Billy Hayes Track is a track and field stadium located on the campus of Indiana University in Bloomington, Indiana. It is named after former Hoosier coach Earl C. "Billy" Hayes, who led the Hoosiers cross country team to 3 national titles. He also coached the indoor and outdoor track teams to a combined 5 Big Ten titles, coached 7 IU athletes to the Olympics, and was crucial in helping create the National Collegiate Cross Country Coaches Association.

Features
Billy Hayes Track features a Polytan surface. This surface was installed prior to the 2010 outdoor track season.  In addition to the surface, the track features 4 long jump and triple jump pits, 8 pole vault boxes, 2 shot put rings, 2 javelin runways, and 2 cages for discus and hammer throw.

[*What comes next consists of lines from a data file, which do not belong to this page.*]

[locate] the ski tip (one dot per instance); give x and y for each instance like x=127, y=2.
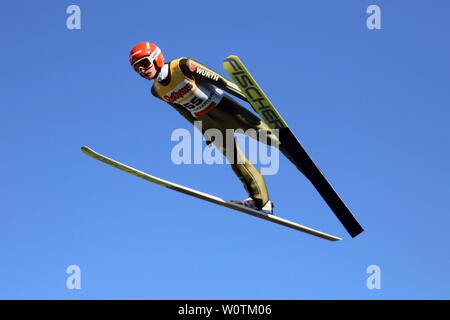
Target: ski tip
x=231, y=57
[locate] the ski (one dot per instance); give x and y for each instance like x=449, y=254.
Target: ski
x=262, y=105
x=205, y=196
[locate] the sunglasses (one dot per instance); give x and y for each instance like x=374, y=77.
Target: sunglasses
x=143, y=64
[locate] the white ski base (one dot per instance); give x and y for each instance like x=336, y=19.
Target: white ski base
x=205, y=196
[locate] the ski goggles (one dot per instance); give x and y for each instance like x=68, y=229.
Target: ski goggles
x=143, y=64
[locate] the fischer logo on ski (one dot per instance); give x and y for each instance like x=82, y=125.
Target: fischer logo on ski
x=176, y=95
x=255, y=95
x=262, y=105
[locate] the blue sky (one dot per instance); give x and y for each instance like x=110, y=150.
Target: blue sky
x=370, y=106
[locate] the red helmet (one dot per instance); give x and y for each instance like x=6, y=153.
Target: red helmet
x=144, y=49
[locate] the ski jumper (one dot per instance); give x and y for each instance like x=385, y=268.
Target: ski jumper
x=197, y=93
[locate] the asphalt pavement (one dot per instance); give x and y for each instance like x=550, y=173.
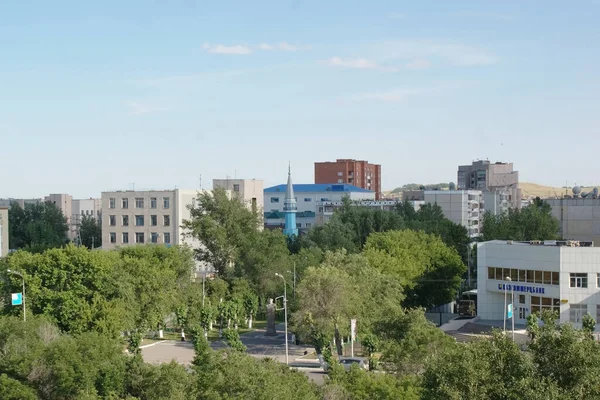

The track also includes 2 sprinting straightaways for competition depending on the direction of the wind. The facility contains 3200 permanent seats stretching from the start of the front straightaway all the way down into the first turn.  In addition, 3000 temporary bleacher seats can be installed around the track for bigger meets such as NCAA championship meets and the IHSAA state meet. New lights were installed in 2004 and new pole vault and high jump standards, new hurdles, and a new discus cage were introduced prior to the 2011 NCAA regional meet.

Meets
Billy Hayes track has hosted many important meets.  It hosted the NCAA national outdoor championships in 1997 and hosted the NCAA regional meet in 2005 and 2011.  Since 2004, Hayes Track has hosted the IHSAA state finals every year.  In 2012, along with hosting 2 college meets on April 21–22 and May 4 and the IHSAA meet on June 1 and June 2, Hayes Track will be hosting the USA Junior National championships, which will be held June 15 and 16 and feature the fastest youth track athletes in the country.